The biggest inherent differences between for-profits and nonprofits stem from their fundamental corporate structures, which determine what they do with their profits—and thus affect their ability to attract capital and scale—as well as what opportunities look attractive. This means that for-profit corporations do not reinvest all their profits into their core business as do successful nonprofits, but this is not a bad thing. Returning money to their owners provides a natural pathway for for-profits to attract even more capital to grow and scale operations and attract more top talent when there is a viable market.

Ultimately, the government and education stake-holders should not discriminate between for-profits and nonprofits. Policies and purchasing should instead focus on and define the desired outcomes from government spending without specifying the processes or inputs used to achieve those outcomes. They should also reward those entities—regardless of corporate structure—that do the best at achieving the outcomes for the best price relative to the competition and, in cases like education where the purpose is to serve an end user in addition to society, align those outcomes with what the end user actually needs.

But there are some important differences between for-profits and nonprofits in their fundamental corporate structure that allow for-profits to more readily address the struggles faced in education—from finding sources of capital to sustainability and scale.

Whenever the government creates a market as the customer for services, by allowing for-profits to compete it creates a multiplier effect, whereby private capital comes in on top of the government’s funds to create scale. As a result, if they are performing a valuable service that society considers “good” and there is a robust market opportunity, then for-profits have a more natural ability to scale a solution.

In the absence of perfect foresight, the best the government can do in creating a market to solve a problem is to be clear about the goals and spirit of its policy and proceed with a measured approach to creating new programs by recognizing that they may not be successful.
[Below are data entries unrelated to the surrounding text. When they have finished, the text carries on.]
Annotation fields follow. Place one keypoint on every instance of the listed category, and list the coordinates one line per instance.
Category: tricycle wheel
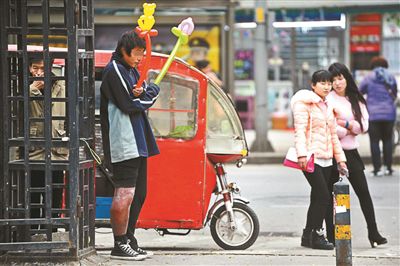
(246, 232)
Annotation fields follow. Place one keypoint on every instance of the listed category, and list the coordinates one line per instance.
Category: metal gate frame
(78, 217)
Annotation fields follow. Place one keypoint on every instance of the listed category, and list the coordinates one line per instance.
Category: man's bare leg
(120, 207)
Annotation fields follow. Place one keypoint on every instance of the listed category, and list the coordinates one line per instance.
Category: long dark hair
(352, 91)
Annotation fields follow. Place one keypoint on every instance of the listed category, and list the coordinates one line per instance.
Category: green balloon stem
(169, 62)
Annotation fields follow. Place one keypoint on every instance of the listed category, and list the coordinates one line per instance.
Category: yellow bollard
(342, 223)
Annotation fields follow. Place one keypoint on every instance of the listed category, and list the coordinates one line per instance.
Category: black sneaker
(146, 253)
(318, 240)
(123, 251)
(140, 251)
(306, 238)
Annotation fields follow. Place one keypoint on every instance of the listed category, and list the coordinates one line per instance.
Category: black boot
(318, 240)
(374, 237)
(306, 238)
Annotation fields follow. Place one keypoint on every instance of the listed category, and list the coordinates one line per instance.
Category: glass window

In addition, creating policies that first and foremost reward and pay for outcomes, as well as efficiency or productivity—and do not regulate the inputs or processes to achieve those outcomes—is vital, as it will align the interests of for-profit companies around the correct end goals.

Although for-profits are not a panacea for what ails society, using what they do well in conjunction with policy that rewards the right outcomes—and is open to an honest debate about what those should be—can start to move us closer to solutions that have a far better chance of working at scale.